For the demo, Codemasters put together 12 curated racing events that showed off the game’s car classes and modes. I tried a few basic circuits with a variety of cars, blew past semitrucks in multiclass races, and handily lost a few rounds of Elimination (so much time spent playing Forza Horizon 5 and I still can’t drive). Races were as fast and tense as you would expect from Codemasters, with 22 cars roaring around tracks.
But what made those races so special was my A.I. competitors. Codemasters has put a lot of effort into making sure its robotic drivers feel real. That meant infusing them with the gift (or curse, really) of human error. Grid Legends’ newly tweaked A.I. choreographer makes it feel like I’m battling real players online. My opponents don’t handle every turn perfectly, making it impossible for me to catch up. They screw up, almost as much as me (almost).
In one race, I’m near the head of the pack tailing a driver who’s been in first the entire race. Suddenly, they take a turn too hard and totally spin out, whizzing past me sideways as I race ahead. In another standout moment, I don’t quite notice that an A.I. driver has gotten turned around on the track. They’re sitting in the middle of the road pointed in the wrong direction. I swerved to avoid the car, sending me in a tailspin. But I’m not the only one. A few competitors have the same instinct, and now I’m in the center of a four car pileup.
It’s not just driver behavior that makes races feel more human. Bots can also run into unfortunate car troubles. In one race, I notice a giant plume of smoke ahead of me. As I get closer, I realize one of my opponents has lost a wheel and is now skidding down the road on a rim. Bum luck!
Those changes to the choreographer work hand in hand with Codemasters’ excellent Rivals system, which returns here. Like the previous Grid game, players can make enemies during a race by getting too aggressive with A.I. drivers. In my first race, I slam into another driver while trying to drift by them. The game informs me that they’ve become my rival and suddenly they are hell-bent on making sure I don’t win. The driver gets more aggressive with me, trying to box me out on turns or slam into me so I spin out of control.
Because I’m an absolute jerk, nearly half of my competitors hate me by the time I hit event five (rivalries carry over between races, cooling down after a few events). I was in a nightmare race of my own design as cars seemingly worked together to send me flying off the track. I was being trolled by bots and I loved it.
That grudge-holding experience is one I’m familiar with in online games with players. If someone picks on me too many times in a game, I’m not above throwing an entire round so I can get back at them. I’ll happily lose a round of Fall Guys: Ultimate Knockout if it means eliminating a player who keeps grabbing me. Grid Legends gives its drivers that same vindictive edge.

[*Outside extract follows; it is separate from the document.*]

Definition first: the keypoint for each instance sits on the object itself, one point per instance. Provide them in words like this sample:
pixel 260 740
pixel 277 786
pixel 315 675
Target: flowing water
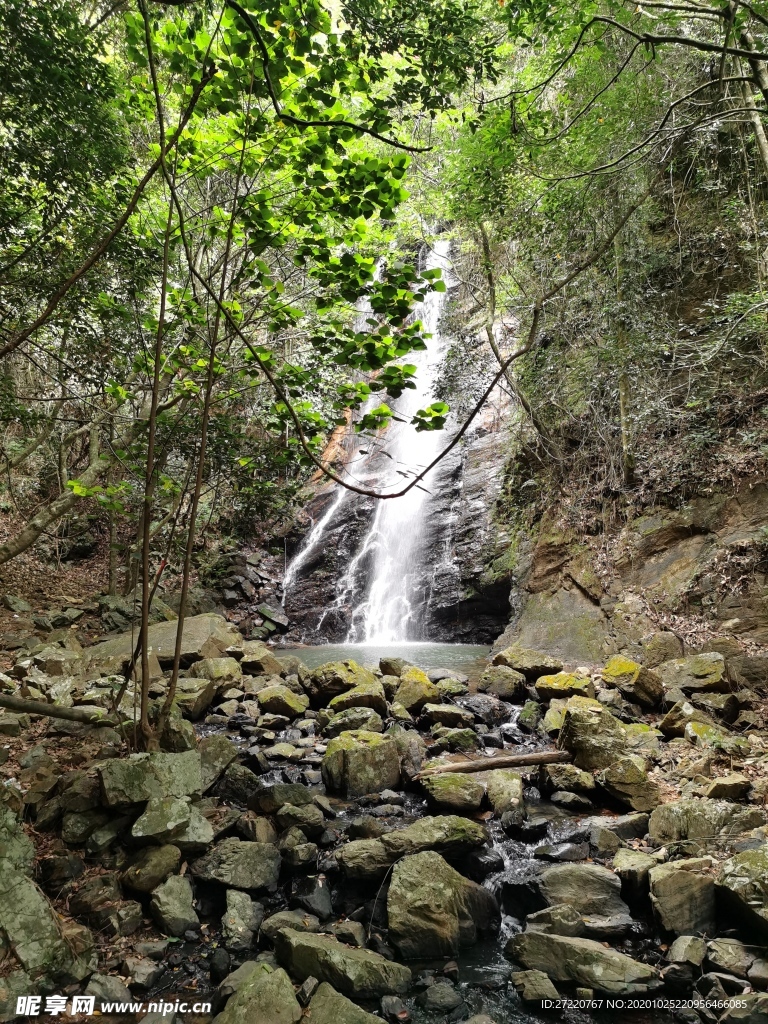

For better or worse, I can see myself in Grid Legends’ bots. I see them mess up in ways that I do. I watch them get into accidents that would probably have me swearing up a storm. And they give me a taste of my own medicine when I push them too far. I didn’t quite get the hang of driving by the end of my time with Grid Legends, but my opponents hadn’t either. For once, I feel like I’m on equal footing with my virtual opponents (OK, I’m still worse).